Une vente aux enchères publiques était organisée par un commissaire-priseur pour présenter notamment un tableau attribué à Juan Gris, sans qu’aucune réserve n’apparaisse, sous le titre de « nature morte aux flacons ».
Le titulaire du droit moral de Juan Gris a fait pratiquer une saisie-contrefaçon faisant valoir que de nombreuses raisons permettaient de mettre en doute son authenticité, et notamment la faiblesse du prix, l’absence de consultation du légataire universel du fils de l’auteur ainsi que les conditions douteuses d’acquisition aux puces, la reproduction de ce tableau qualifié de faux dans le catalogue raisonné d’un historien spécialiste de cet auteur et l’existence d’une procédure pour escroquerie engagée contre le père de la propriétaire. Il a ensuite assigné la propriétaire du tableau et le commissaire-priseur en contrefaçon et en responsabilité civile.

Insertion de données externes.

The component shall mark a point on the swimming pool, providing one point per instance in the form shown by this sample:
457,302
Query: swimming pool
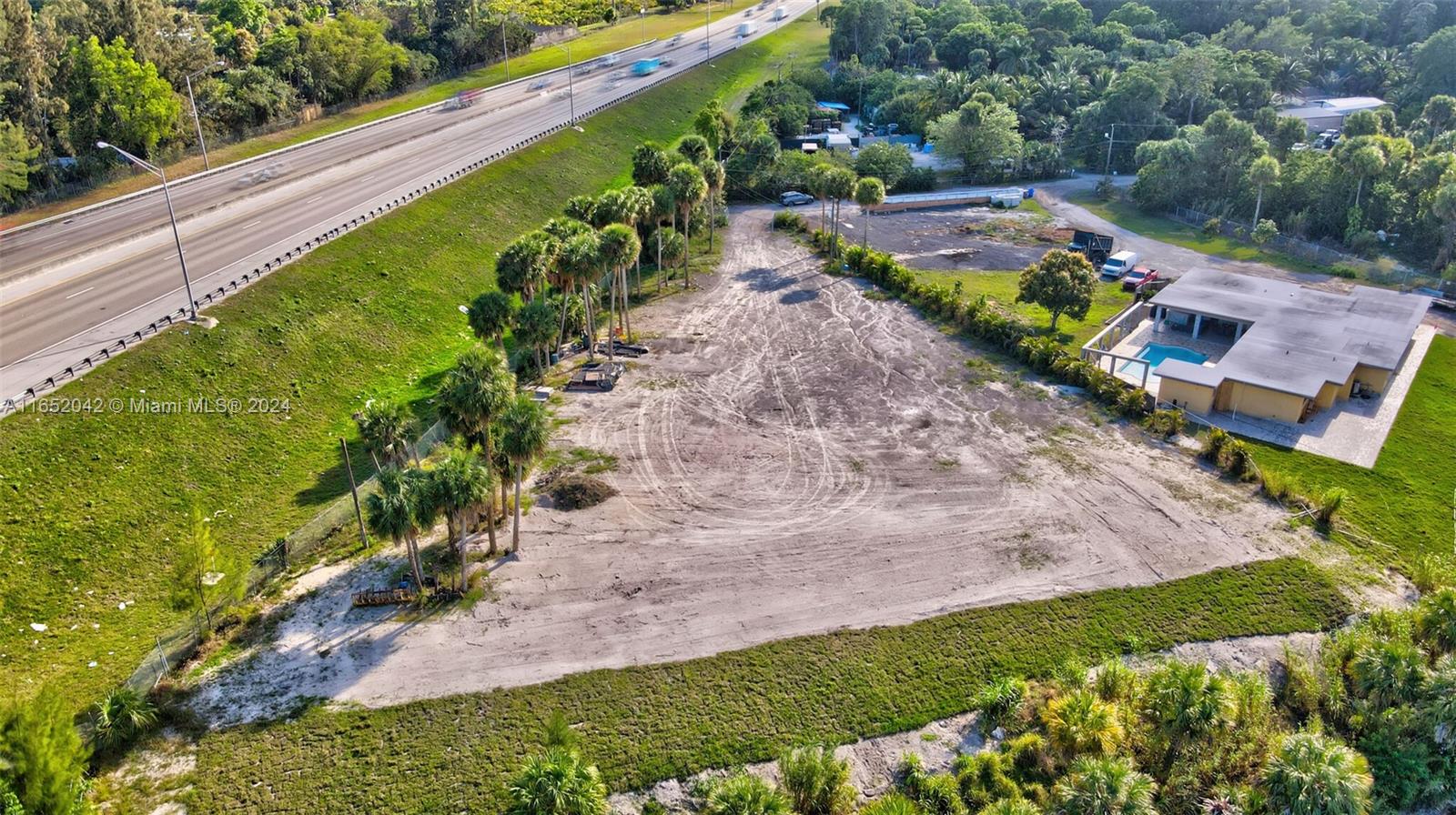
1155,356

La propriétaire du tableau a produit un arrêt rendu par la Cour d’appel de Paris en 1979 ayant relaxé son père des chefs d’escroquerie et de fraude en matière artistique. La Cour y avait précisé que « la fausseté de ces œuvres – visant notamment le tableau nature morte attribué à Juan Gris – n’était pas plus démontrée que leur caractère authentique ». Or la décision de la juridiction pénale qui acquitte un prévenu établit à l’égard de tous l’inexistence de l’infraction poursuivie. Le titulaire du droit moral rappelle qu’il y avait divergence d’opinion entre les experts, puisque pour certains l’authenticité de l’œuvre était acquise alors que pour d’autres il s’agissait d’un faux. Ce dernier n’ayant toutefois invoqué aucun élément nouveau depuis l’arrêt de 1979, il n’a pu rapporter la preuve de la fausseté du tableau litigieux. Dès lors la Cour d’appel, approuvée par la Cour de cassation, a jugé que le tableau ne constituait pas une reproduction illicite.
En revanche, la Cour de cassation a accueilli le deuxième moyen du pourvoi qui reprochait à la Cour d’appel d’avoir rejeté la demande de dommages-intérêts formée contre la propriétaire du tableau et le commissaire-priseur. En effet le tableau était présenté à la vente sans la moindre réserve, alors que son authenticité était douteuse du fait des divergences relevées. La Cour de cassation a ainsi estimé que la Cour d’appel aurait dû rechercher si la responsabilité du propriétaire et du commissaire-priseur n’était pas engagée à l’égard du titulaire du droit moral, du seul fait, distinct de la contrefaçon, d’avoir présenté à la vente, sans la moindre réserve un tableau dont l’authenticité douteuse était constatée en raison des opinions divergentes relevées.
Cette décision ne peut qu’inciter les maisons de vente à la prudence dans la présentation des œuvres dont l’authenticité a fait l’objet de prises de position contradictoires.